Читать «Достоевский: призраки, фобии, химеры (заметки читателя).» онлайн - страница 17

Лео Яковлев

В порядке небольшого отступления следует отметить, что случайные отрывочные записи создают самую благодатную почву для самых разнообразных «глубокомысленных» и, в том числе, «пророческих» толкований, почву, более безопасную, чем, скажем, выдергивание отдельных фраз из контекста — там все-таки могут и за руку схватить. Так, например, встречается у Достоевского запись: «Я обнаружу врага России — это семинарист». Человек трезвых взглядов посчитает, что тут Достоевский по своей милой привычке «рассчитывается» с современниками — бывшими семинаристами Добролюбовым и Чернышевским, может быть и готовится к тайному разоблачению своего же друга — также бывшего семинариста Страхова. Но если какой-нибудь «неловкий почитатель» будет искать в этой записи «пророчество», то, обладая соответствующей фантазией (а фантазии таким «почитателям» не занимать!), он может увидеть в ней предсказание явления еще одного бывшего семинариста — Иосифа Джугашвили, как раз и угробившего то самое «земледелие» в России, которое по другим «пророчествам» Достоевского должны были извести жиды, «умертвляющие почву».

И все же почти все люди из близкого окружения Достоевского старались быть сдержанными в оценках влияния эпилепсии на его психику. Наиболее подробное описание приступа болезни, его предвестников и последействия приводит в своих воспоминаниях Н. Страхов: «Много раз мне рассказывал Федор Михайлович, что перед припадком у него бывают минуты восторженного состояния. "На несколько мгновений, — говорил он, — я испытываю такое счастье, которое невозможно в обыкновенном состоянии и о котором не имеют понятия другие люди. Я чувствую полную гармонию в себе и во всем мире, и это так сильно и сладко, что за несколько секунд такого блаженства можно отдать десять лет жизни, пожалуй, всю жизнь". Следствием припадков были иногда случайные ушибы при падении, а также боль в мускулах от перенесенных ими судорог.
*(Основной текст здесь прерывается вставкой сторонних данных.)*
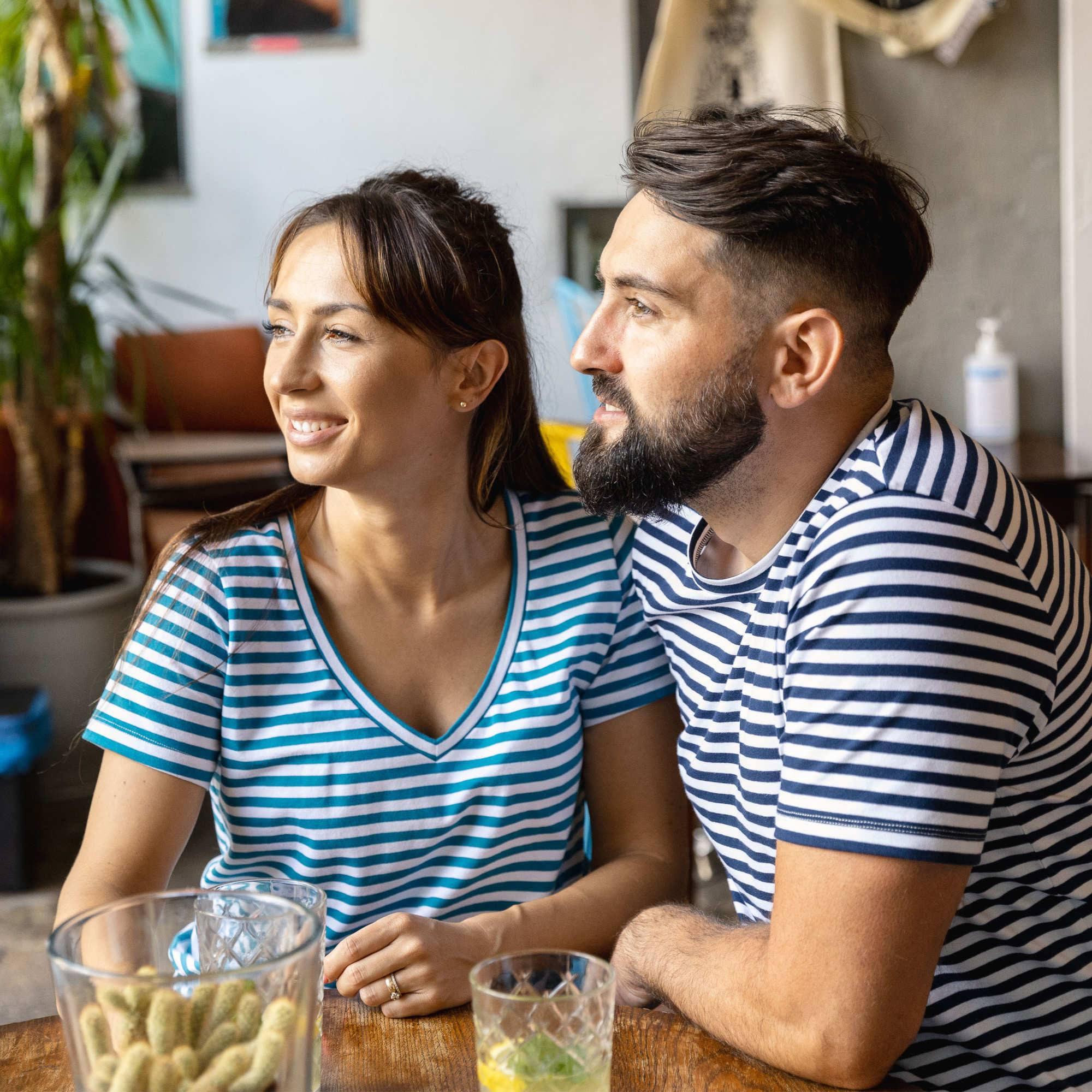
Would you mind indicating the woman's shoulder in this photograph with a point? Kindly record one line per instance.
(561, 520)
(217, 552)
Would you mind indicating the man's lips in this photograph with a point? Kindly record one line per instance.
(609, 413)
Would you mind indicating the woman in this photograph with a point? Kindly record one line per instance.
(401, 678)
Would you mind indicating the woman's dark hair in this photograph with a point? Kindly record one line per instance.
(432, 257)
(798, 204)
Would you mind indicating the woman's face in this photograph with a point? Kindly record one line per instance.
(353, 396)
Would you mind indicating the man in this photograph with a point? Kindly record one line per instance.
(882, 643)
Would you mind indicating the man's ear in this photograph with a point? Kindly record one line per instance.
(808, 347)
(474, 374)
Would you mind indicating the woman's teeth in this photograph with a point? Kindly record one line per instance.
(312, 426)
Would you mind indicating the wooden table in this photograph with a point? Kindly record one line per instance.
(365, 1052)
(1061, 479)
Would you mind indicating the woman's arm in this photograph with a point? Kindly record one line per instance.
(639, 840)
(139, 825)
(639, 844)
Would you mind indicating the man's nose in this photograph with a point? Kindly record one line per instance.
(596, 349)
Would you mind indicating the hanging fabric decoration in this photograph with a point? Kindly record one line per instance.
(739, 54)
(911, 27)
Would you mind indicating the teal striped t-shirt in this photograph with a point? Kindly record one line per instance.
(232, 682)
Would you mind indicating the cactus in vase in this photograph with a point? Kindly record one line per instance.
(264, 1070)
(102, 1073)
(223, 1037)
(94, 1031)
(248, 1016)
(198, 1010)
(132, 1075)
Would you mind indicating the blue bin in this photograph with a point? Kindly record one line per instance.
(26, 729)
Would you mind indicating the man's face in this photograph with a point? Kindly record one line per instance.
(672, 359)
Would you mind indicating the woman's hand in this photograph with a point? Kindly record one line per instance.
(431, 962)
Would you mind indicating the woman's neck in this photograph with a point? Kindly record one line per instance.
(425, 551)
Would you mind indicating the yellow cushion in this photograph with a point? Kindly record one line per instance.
(563, 442)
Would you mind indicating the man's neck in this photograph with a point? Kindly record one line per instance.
(758, 504)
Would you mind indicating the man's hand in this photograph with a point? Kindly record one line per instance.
(431, 963)
(833, 990)
(631, 986)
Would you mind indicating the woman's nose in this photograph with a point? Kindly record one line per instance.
(290, 367)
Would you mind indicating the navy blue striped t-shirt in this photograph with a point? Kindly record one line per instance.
(908, 673)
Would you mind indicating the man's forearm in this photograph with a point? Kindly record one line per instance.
(719, 976)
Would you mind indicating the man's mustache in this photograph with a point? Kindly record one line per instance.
(609, 389)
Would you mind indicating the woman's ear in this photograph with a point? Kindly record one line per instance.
(808, 348)
(476, 372)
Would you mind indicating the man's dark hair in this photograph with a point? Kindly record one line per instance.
(801, 207)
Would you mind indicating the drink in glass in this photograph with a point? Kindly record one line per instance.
(543, 1023)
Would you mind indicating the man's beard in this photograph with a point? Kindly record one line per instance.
(651, 470)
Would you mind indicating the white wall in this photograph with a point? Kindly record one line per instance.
(529, 100)
(1076, 45)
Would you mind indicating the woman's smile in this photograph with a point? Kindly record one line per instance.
(307, 430)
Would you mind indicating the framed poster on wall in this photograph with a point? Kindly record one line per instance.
(282, 25)
(150, 89)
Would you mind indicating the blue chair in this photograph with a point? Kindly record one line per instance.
(577, 306)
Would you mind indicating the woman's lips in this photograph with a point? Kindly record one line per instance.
(307, 434)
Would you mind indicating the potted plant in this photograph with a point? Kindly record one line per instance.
(64, 159)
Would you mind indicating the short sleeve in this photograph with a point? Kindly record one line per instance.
(162, 705)
(634, 672)
(918, 661)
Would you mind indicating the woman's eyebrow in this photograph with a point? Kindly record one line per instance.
(324, 312)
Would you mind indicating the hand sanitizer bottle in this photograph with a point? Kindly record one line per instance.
(990, 383)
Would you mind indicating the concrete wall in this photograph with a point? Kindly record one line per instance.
(532, 102)
(983, 138)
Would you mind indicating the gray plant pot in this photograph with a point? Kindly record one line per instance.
(66, 645)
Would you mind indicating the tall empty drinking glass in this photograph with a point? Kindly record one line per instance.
(245, 1022)
(543, 1023)
(306, 895)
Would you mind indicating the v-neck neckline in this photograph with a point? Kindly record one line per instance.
(433, 747)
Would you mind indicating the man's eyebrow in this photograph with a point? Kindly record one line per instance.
(638, 283)
(325, 312)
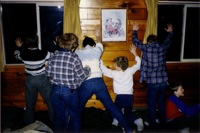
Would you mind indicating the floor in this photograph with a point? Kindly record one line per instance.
(93, 120)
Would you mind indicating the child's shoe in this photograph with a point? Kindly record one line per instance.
(115, 122)
(139, 123)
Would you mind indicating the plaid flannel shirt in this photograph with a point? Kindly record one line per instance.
(65, 68)
(153, 65)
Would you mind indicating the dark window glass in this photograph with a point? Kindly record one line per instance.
(17, 20)
(171, 14)
(192, 44)
(51, 24)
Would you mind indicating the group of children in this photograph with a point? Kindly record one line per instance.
(76, 74)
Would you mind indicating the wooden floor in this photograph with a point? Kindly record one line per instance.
(93, 120)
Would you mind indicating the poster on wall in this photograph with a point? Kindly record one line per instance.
(113, 25)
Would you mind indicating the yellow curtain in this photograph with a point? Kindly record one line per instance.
(152, 23)
(1, 52)
(71, 17)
Изредка появлялась краснота лица, иногда пятна. Но главное было то, что больной терял память и дня два или три чувствовал себя совершенно разбитым. Душевное состояние его было очень тяжело: он едва справлялся со своей тоскою и впечатлительностью. Характер этой тоски, по его словам, состоял в том, что он чувствовал себя каким-то преступником, ему казалось, что над ним тяготеет неведомая вина, великое злодейство».

Приведенное Страховым описание приступа эпилепсии у Достоевского является более подробным, чем аналитические записи о припадках самого Федора Михайловича и заметки Анны Григорьевны на эту же тему, но и он отводит последствиям припадков каких-нибудь два-три дня. Это понятно, так как при постоянном общении довольно трудно уловить медленные, но уже необратимые изменения личности, особенно когда не хочется их замечать.